Temperature Guides: Do not report held samples’ temperature as “effluent” temperature (common error). Analyze effluent temperature immediately and/or in situ. Common means of measurement is by an instrument that measures the temperature of itself, so no heat exchange should be occurring between the unit and the sample (needs to be stable).
Record Keeping – From the Permit- Records Records of monitoring information shall include: The date, exact place, and time of sampling or measurements The individual(s) who performed the sampling or measurements The date(s) and time(s) analyses were performed The individual(s) who performed the analyses The analytical techniques or methods used; and The results of such analyses.
Record Keeping Guides: The test method references on site should be up to date for all records (often see up-to-date references mixed with older ones – very commonly seen). E-documents are to be as accessible on site as would be hard-copy paper documents.
Record Keeping Guides: Use no faulty field test equipment for permit-required monitoring records (temptation is to use it if can and then get it fixed later). Critical equipment should have spares available. If pH electrode reading too slow – do not use it to record a pH. If DPD reagent expired, do not use it (same with buffers). May be good past dates, but cannot know. For recording errors – line through once and initial. Use indelible ink for writing.

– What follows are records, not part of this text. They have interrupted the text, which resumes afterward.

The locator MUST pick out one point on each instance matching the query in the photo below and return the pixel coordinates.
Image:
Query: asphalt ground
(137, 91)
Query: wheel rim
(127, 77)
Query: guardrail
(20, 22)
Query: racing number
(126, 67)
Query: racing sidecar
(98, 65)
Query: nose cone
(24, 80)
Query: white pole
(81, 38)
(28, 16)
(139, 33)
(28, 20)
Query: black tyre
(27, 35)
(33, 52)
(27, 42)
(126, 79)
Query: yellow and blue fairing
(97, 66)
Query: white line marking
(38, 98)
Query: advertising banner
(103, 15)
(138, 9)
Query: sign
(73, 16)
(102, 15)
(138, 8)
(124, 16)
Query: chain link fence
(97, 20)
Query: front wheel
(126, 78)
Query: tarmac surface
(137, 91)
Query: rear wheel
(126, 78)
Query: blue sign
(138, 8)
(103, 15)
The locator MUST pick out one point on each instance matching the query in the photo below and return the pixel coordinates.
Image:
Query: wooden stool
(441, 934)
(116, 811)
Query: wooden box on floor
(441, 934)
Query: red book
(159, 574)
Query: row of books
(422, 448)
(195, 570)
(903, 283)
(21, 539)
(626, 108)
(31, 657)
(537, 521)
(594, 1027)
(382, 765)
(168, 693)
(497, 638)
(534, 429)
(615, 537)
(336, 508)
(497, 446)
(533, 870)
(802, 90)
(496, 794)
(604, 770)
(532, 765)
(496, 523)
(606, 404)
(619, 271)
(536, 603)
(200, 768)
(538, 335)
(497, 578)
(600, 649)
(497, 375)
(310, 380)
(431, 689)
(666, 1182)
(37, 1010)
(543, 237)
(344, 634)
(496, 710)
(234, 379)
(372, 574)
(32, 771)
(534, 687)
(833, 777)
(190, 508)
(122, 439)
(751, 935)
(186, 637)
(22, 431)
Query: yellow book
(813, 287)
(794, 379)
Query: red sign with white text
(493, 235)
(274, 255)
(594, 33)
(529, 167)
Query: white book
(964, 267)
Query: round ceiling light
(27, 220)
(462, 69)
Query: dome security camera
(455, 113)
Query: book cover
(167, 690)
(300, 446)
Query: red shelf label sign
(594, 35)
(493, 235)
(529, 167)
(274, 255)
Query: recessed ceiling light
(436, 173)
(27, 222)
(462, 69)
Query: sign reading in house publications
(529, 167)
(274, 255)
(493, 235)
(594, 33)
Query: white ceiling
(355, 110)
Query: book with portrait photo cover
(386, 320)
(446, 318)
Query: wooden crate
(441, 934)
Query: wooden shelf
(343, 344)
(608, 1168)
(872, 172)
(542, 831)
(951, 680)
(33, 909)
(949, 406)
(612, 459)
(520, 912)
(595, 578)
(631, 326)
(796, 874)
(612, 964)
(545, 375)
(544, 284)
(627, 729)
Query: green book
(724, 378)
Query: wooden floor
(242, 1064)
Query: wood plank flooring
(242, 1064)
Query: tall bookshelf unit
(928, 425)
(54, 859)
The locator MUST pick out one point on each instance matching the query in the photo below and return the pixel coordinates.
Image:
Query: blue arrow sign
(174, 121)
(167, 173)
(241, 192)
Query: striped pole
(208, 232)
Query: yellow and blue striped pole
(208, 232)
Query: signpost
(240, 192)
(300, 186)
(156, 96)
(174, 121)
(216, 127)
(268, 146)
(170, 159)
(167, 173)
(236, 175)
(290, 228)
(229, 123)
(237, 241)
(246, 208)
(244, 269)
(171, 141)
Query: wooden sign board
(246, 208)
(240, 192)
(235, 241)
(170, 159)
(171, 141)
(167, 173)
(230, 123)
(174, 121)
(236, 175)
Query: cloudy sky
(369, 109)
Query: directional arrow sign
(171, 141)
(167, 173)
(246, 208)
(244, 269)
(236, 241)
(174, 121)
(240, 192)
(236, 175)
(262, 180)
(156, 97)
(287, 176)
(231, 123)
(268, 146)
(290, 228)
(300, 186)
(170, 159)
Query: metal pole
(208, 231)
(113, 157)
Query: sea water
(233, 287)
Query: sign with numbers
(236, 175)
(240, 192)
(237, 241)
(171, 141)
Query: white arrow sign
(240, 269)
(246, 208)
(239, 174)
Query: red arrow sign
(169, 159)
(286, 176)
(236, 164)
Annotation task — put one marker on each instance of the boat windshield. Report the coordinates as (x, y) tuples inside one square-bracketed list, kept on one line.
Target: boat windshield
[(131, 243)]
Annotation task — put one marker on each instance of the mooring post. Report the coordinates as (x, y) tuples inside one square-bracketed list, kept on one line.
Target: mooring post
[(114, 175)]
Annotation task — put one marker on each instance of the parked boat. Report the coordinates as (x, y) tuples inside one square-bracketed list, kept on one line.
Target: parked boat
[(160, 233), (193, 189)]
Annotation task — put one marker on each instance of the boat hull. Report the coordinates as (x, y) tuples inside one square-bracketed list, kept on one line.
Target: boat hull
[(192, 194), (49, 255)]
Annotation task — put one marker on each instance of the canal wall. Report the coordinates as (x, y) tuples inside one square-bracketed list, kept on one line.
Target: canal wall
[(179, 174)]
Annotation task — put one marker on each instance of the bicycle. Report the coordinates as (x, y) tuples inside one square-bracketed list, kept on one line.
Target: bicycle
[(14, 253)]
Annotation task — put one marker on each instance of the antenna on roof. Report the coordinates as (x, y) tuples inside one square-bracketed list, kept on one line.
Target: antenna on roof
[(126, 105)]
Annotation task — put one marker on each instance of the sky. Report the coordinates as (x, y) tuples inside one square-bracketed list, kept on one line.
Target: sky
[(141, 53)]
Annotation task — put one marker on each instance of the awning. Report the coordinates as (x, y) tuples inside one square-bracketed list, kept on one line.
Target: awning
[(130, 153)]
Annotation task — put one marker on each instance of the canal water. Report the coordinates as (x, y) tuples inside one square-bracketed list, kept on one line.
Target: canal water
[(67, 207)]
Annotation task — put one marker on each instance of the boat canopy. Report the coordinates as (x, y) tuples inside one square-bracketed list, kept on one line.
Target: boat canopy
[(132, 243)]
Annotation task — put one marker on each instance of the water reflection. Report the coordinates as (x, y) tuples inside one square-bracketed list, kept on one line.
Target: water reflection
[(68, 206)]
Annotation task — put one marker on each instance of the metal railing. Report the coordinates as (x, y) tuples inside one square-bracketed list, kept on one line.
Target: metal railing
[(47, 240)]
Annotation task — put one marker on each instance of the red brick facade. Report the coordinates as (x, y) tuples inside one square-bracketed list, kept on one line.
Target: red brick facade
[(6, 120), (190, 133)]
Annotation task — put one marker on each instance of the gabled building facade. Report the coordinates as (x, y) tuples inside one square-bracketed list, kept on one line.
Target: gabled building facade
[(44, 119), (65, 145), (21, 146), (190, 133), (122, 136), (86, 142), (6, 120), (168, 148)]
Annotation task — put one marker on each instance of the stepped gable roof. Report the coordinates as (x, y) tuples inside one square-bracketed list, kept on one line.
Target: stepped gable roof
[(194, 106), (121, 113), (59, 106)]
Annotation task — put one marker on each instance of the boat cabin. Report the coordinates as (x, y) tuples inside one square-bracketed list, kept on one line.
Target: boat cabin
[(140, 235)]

Record Keeping Guides: Exact sample location is to be exact (correct in all details) - often see inexact location records. Keep separate sample times and analysis times (common problem) unless in situ. Thermistor verification check tags are often missing from meters and should not be (verification by name, the date, and any correction factors for tags).
Record Keeping Guides: Detailed field equipment maintenance records are important for a number of reasons – help preserve assets - in an enforcement action they may become critical. The wastewater field involves discharging toward neighboring properties. YOU ARE NOT ALONE.
Record Keeping Guide (IMPORTANT): Keep accurate records. Plant conditions can change rapidly. Do not try to write a book in a 1 mm X 1 mm form space, or a book all on one page.
Record Keeping Guides: When a letter of explanation is required for an exceedance, and the cause of a problem is not known, often the permittee states the result must have been a sampling or analysis error. Another cause or two might be – using this reasoning – an unknown substance discharged, temporarily affecting the result, or an unknown interferent with the test may have discharged temporarily.
Record Keeping Guides Keep an up-to-date O & M Manual on site for field testing information. What records the manual states are suggested to be kept and what actually are kept can be world’s apart. Test methods often out of date, and equipment used out of date.
Record Keeping Guide: If a problem occurs and a helpful record keeping was found insufficient for any reason, start keeping it. Case-specific record keeping can be GREAT for you (e.g., spare meter operations check).